Visitenkarte zum Weihnachtsfest
Auch viele international renommierte Künstler erkannten in den letzten Jahren, dass gerade die kreative Weihnachtskarte als nicht zu unterschätzendes Medium eingesetzt werden kann - ob nun als gesellschaftskritischer Stachel oder als künstlerische Visitenkarte.
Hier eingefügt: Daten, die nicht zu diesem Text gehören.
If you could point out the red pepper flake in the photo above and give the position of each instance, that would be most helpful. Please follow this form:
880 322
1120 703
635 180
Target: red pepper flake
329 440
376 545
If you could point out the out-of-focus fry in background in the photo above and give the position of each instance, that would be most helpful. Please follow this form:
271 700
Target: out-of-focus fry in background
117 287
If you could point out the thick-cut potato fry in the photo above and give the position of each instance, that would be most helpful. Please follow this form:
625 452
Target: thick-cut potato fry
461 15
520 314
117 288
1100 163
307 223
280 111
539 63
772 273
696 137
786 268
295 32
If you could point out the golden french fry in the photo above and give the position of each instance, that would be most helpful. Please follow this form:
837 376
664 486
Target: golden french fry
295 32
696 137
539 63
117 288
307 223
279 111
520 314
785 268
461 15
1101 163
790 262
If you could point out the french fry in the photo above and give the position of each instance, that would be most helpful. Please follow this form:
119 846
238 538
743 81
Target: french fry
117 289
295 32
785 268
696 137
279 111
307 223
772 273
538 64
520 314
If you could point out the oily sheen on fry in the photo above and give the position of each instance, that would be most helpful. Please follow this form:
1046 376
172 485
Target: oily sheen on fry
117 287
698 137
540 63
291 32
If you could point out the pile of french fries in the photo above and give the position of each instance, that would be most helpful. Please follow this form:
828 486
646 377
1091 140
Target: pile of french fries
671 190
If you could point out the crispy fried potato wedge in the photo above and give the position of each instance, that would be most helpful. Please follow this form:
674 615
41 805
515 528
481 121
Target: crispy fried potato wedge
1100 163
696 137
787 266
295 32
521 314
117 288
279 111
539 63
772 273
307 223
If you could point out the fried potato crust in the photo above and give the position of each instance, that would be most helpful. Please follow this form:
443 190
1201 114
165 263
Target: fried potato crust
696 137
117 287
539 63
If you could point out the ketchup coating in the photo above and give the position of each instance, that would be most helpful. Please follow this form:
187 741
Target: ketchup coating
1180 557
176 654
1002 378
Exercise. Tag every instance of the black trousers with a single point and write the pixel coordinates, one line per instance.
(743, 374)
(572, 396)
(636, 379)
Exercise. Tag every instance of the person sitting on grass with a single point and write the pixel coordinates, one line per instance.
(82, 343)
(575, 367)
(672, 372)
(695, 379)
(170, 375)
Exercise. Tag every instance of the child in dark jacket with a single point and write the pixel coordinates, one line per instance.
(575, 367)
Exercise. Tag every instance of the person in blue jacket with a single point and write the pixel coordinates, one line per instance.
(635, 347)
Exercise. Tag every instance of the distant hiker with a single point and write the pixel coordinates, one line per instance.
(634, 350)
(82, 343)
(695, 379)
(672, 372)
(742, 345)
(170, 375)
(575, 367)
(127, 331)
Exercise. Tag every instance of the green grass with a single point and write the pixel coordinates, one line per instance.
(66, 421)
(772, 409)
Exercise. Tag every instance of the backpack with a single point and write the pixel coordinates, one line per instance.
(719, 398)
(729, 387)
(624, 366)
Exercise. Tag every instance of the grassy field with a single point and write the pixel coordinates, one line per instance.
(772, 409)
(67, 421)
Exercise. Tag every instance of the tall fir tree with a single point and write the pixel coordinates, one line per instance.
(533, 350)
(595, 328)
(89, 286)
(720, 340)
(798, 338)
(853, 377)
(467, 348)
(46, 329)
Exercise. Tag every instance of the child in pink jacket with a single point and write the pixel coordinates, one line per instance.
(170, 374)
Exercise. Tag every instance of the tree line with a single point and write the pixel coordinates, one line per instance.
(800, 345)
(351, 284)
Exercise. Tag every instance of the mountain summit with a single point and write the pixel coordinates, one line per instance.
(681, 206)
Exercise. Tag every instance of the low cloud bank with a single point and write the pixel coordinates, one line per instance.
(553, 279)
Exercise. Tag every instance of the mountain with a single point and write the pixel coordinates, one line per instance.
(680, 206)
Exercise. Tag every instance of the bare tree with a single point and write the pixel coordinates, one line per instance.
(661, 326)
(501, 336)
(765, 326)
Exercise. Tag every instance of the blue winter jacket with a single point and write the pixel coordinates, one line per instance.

Chiffren der Menschwerdung
Der britische Bildhauer Richard Deacon hat beispielsweise seine Weihnachtskarte des Jahres 1996 als siebenteiligen Leporello gestaltet, wobei die Vorderseite nach Art eines Adventkalenders die Ziffernfolge eins bis 25 aufweist, während die Rückseite einzelne Gebilde vorstellt, die teils Zellstrukturen ähneln.
Als entschlüsselte Bausteine des Lebens kennen wir diese mikroskopischen Einblicke auch aus den Bereichen der Medizin und Biologie. Mit diesen Chiffren für Leben wird man an den Beginn menschlichen Lebens zurückgeführt und zugleich an das Geheimnis der "Menschwerdung" erinnert.
"Ho Ho Ho"
Sein britischer Künstlerkollege Damien Hirst weicht mit seinem Weihnachtsgruß ins Plastische aus: In seinem Siebdruck auf Plexiglas "Ho Ho Ho" zitiert er den im Angelsächsischen bzw. Amerikanischen gängigen Ruf des "Father Christmas".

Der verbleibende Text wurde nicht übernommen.